HIV Baby Taken Off Antiretrovirals in Remission at Age 3

Researchers Now Reporting Second Case

Marcia Frellick

Disclosures

March 05, 2014

BOSTON — The Mississippi infant born with HIV who made headlines around the world last year when physicians announced she was functionally cured 10 months after stopping combination antiretroviral therapy still has no detectable levels of the virus at age 3, researchers report.

The baby has undetectable plasma viremia (<20 copies/mL) and normal CD4+ and CD8+ T-cell counts at 39 months of age — 21 months after stopping antiretroviral therapy, explained Deborah Persaud, MD, from Johns Hopkins University School of Medicine in Baltimore.

"The child remains in remission and there's no replication combinant T-cell reservoir detectable to date," she reported here at the 2014 Conference on Retroviruses and Opportunistic Infections. "This supports our hypothesis that very early treatment may prevent the formation of reservoirs that currently preclude a cure."

Dr. Persaud introduced the case of a second baby, in Los Angeles County, who started receiving therapy 4 hours after birth. At 8 months, that baby — whose sex has not been disclosed — no longer has detectable levels of the virus.

Four hours after the birth of this second baby, positive status was confirmed with peripheral blood HIV DNA polymerase chain reaction; 36 hours after birth, HIV RNA levels were determined to be 217 copies/mL. By the sixth day of life, HIV DNA testing was negative. The baby was born to a mother with a high viral load who had been prescribed antiretrovirals but had not taken them consistently.

Second Case

"It's important for the field to identify strategies to manage these very early treatments in infants," Dr. Persaud said.

In 2 to 3 months, clinical trials will begin domestically and internationally to test the effects of very early treatment in HIV-infected infants, she said.

Although the 2 cases are different, they share a positive message, said Anthony Fauci, MD, director of the National Institute of Allergy and Infectious Diseases.

"I don't think we can say much about the second baby because they have not discontinued antiretroviral therapy," he told Medscape Medical News. However, "a very important component of any attempt to ultimately get people off therapy is to treat them as early as possible to decrease the size of the ultimate reservoir. The longer you have the virus, the greater the chance of having a substantial reservoir," Dr. Fauci explained.

 
This strongly suggests that they will be able to do the same thing with this baby that they did with the first.

When treatment is started at the time of infection, the chances of very rapidly suppressing virus replications are very good, he explained. With babies, you know almost exactly when they were infected — usually at birth. Adults might not be able to pinpoint the day or even month of infection.

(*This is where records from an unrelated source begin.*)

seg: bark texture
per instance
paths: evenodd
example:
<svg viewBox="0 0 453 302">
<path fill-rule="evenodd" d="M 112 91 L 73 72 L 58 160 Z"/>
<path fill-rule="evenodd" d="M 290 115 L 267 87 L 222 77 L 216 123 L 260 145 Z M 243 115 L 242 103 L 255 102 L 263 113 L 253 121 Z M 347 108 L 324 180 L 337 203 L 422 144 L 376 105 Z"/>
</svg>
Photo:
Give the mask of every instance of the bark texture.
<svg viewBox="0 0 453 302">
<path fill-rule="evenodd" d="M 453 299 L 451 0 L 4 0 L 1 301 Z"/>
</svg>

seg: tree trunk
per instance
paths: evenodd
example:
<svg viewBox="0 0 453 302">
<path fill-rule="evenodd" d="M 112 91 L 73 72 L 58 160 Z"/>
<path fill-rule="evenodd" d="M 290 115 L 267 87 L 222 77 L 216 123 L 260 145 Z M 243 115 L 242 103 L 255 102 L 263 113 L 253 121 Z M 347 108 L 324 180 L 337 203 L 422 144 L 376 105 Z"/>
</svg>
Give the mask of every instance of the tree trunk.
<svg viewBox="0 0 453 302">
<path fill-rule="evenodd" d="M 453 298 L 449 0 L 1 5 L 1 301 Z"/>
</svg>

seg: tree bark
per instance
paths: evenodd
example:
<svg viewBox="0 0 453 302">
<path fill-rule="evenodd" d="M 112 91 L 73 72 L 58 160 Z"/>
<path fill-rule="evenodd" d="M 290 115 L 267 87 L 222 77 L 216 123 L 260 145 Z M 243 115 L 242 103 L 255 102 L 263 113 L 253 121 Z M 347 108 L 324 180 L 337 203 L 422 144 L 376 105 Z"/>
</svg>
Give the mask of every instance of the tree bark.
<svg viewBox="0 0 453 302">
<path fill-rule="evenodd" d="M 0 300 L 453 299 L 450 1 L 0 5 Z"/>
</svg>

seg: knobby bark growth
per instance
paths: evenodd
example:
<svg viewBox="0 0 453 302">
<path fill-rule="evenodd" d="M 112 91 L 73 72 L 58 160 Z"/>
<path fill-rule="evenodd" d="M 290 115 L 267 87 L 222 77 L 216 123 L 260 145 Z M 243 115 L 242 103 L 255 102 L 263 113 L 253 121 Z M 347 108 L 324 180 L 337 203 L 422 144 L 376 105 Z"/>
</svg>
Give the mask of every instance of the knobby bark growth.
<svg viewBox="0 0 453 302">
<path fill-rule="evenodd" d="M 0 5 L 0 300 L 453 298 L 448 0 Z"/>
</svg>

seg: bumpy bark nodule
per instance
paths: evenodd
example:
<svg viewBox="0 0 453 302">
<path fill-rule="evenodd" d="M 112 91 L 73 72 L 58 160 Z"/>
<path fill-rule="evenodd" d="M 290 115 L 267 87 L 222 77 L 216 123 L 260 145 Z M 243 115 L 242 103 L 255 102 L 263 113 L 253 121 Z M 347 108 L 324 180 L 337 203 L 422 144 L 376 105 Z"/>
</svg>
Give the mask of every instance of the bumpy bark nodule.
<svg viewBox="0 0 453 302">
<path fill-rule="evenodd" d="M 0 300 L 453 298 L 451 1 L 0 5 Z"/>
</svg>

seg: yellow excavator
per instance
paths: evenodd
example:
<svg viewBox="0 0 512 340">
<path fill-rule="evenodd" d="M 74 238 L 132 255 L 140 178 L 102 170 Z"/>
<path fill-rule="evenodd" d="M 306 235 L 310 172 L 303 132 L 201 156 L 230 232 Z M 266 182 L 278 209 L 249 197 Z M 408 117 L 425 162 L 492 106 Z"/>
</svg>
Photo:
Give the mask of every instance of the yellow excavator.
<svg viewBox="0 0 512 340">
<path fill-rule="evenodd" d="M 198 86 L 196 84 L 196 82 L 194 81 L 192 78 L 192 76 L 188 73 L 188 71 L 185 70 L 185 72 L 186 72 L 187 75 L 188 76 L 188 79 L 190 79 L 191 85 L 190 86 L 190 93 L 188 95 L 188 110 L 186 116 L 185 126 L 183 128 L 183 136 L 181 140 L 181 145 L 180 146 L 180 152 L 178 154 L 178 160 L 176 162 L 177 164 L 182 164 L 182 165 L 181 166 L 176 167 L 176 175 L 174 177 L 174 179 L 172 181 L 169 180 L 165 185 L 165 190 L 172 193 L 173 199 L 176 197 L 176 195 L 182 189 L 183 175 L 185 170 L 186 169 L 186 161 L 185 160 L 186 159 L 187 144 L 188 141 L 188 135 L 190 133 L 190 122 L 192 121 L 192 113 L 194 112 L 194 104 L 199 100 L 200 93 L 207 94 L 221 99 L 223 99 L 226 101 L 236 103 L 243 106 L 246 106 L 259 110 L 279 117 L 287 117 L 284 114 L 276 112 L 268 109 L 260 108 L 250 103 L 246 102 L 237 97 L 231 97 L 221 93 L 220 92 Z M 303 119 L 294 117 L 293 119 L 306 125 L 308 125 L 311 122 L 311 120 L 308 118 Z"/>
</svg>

He noted that although prospective studies will be done, retrospective studies will look back at babies who were treated extremely early. "We may have inadvertently cured some babies without even realizing it, merely with the normal practice of pediatric medicine," he speculated.

Short of knowing the outcome of the second child, because therapy continues, it is a good sign that the virus has been reduced to undetectable levels, Dr. Fauci said. "This strongly suggests that they will be able to do the same thing with this baby that they did with the first."

Dr. Persaud and Dr. Fauci have disclosed no relevant financial relationships.

2014 Conference on Retroviruses and Opportunistic Infections (CROI). Presented March 5, 2014.